Rogin asserts that Jack may misguidedly feel that blackface connects him to what he believes to be uniquely Black qualities. Looking at himself in the mirror in blackface, Jack emotionally connects to his innermost desires in a way that he previously could not.

“Blackface also gives Jack access to allegedly black qualities, intense emotionality and its form of musical expression,” Rogin writes.

Burton notes that Black people bear the cost of such stereotyping.

“While I can appreciate actors having to step into character, as a method, I do not appreciate this idea that putting on blackface frees you, while you imprison Black people to this very problematic image with real-world consequences,” Burton said.

In a recent article for The Guardian, USC professor of race and popular culture Todd Boyd, who also goes by the Notorious Ph.D., notes the lasting harm of racist images in American cinema.
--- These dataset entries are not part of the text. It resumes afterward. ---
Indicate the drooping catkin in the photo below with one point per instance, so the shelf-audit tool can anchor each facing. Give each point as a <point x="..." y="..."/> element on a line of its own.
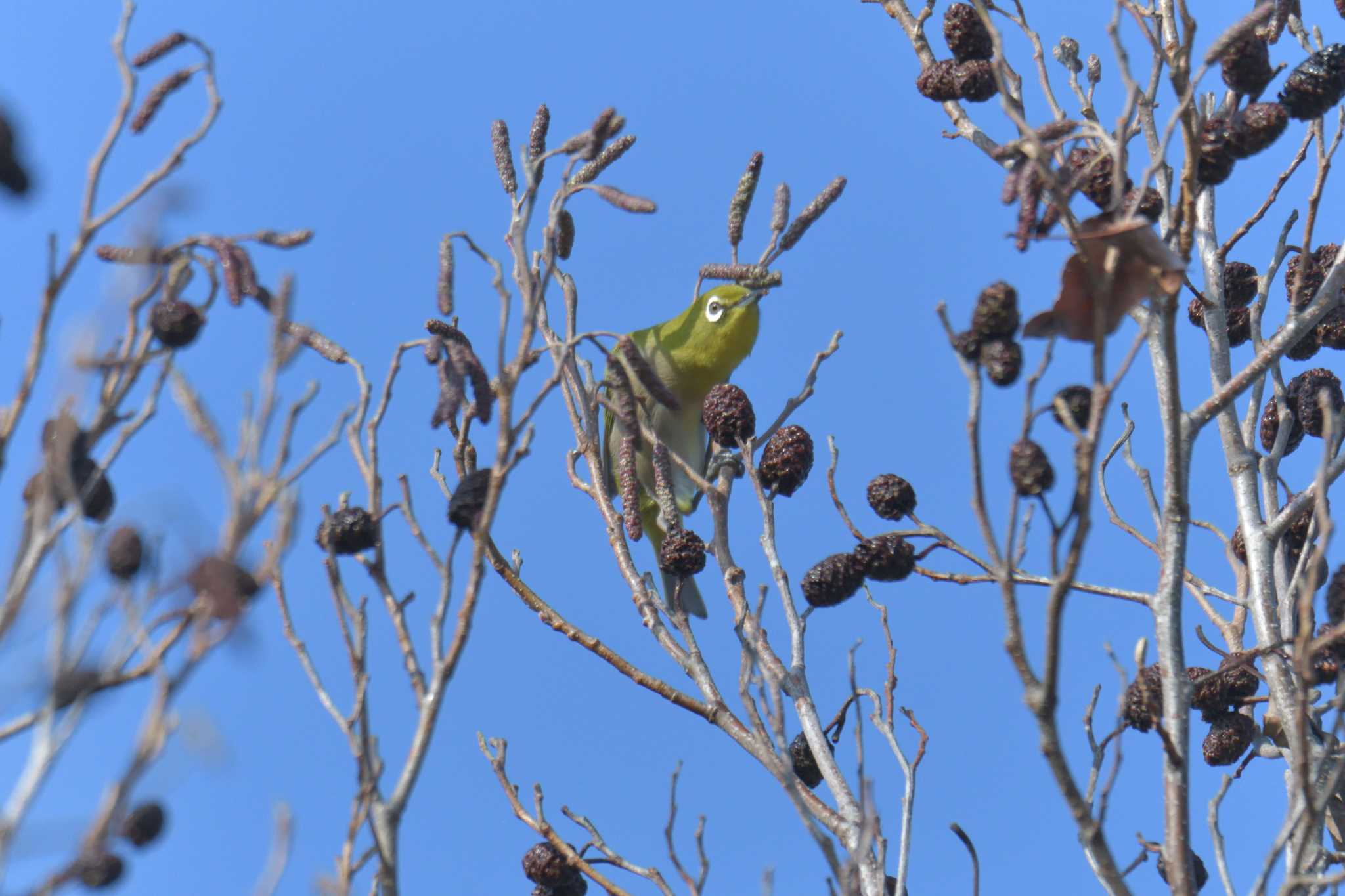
<point x="604" y="160"/>
<point x="626" y="202"/>
<point x="159" y="49"/>
<point x="156" y="97"/>
<point x="646" y="373"/>
<point x="630" y="489"/>
<point x="811" y="213"/>
<point x="445" y="276"/>
<point x="780" y="209"/>
<point x="741" y="200"/>
<point x="503" y="156"/>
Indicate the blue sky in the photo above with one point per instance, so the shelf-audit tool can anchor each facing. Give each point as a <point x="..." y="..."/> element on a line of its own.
<point x="370" y="125"/>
He points to Birth of a Nation as the root of Hollywood’s hateful portrayals of Black people, connecting them with the white savior tropes in 2011’s The Help, for example. “If racism is at the root, the fruit that emerges from this tainted root can only be the fruit of racism,” he writes.

The Way Forward

As Burton recently told CNN, the entertainment industry “is built on a foundation of white supremacist notion and thinking, and it was always created to serve and satisfy that perverse need for Black people to be the butt of the jokes and to normalize power relationships.”

Burton believes that if Hollywood wants to make real, sustainable change, it must improve representation in all facets of the industry, including within talent agencies, to create accessible pipeline programs that convert to valuable industry skills.

Similarly, UCLA sociologist Darnell Hunt recently spoke to MovieMaker about his M.E.A.N.S. system, which highlights the importance of decision-makers modernizing their worldview and expanding their net of possibilities when considering candidates for a position, along with amplifying women and creating structural incentives for companies to diversify.

“You have to make room for diverse voices and stories and for people to bring their authentic selves into your space,” Burton said, “Society is shifting, the demographics of the world, not just this country, are shifting, so it’s a good thing for businesses to adjust.”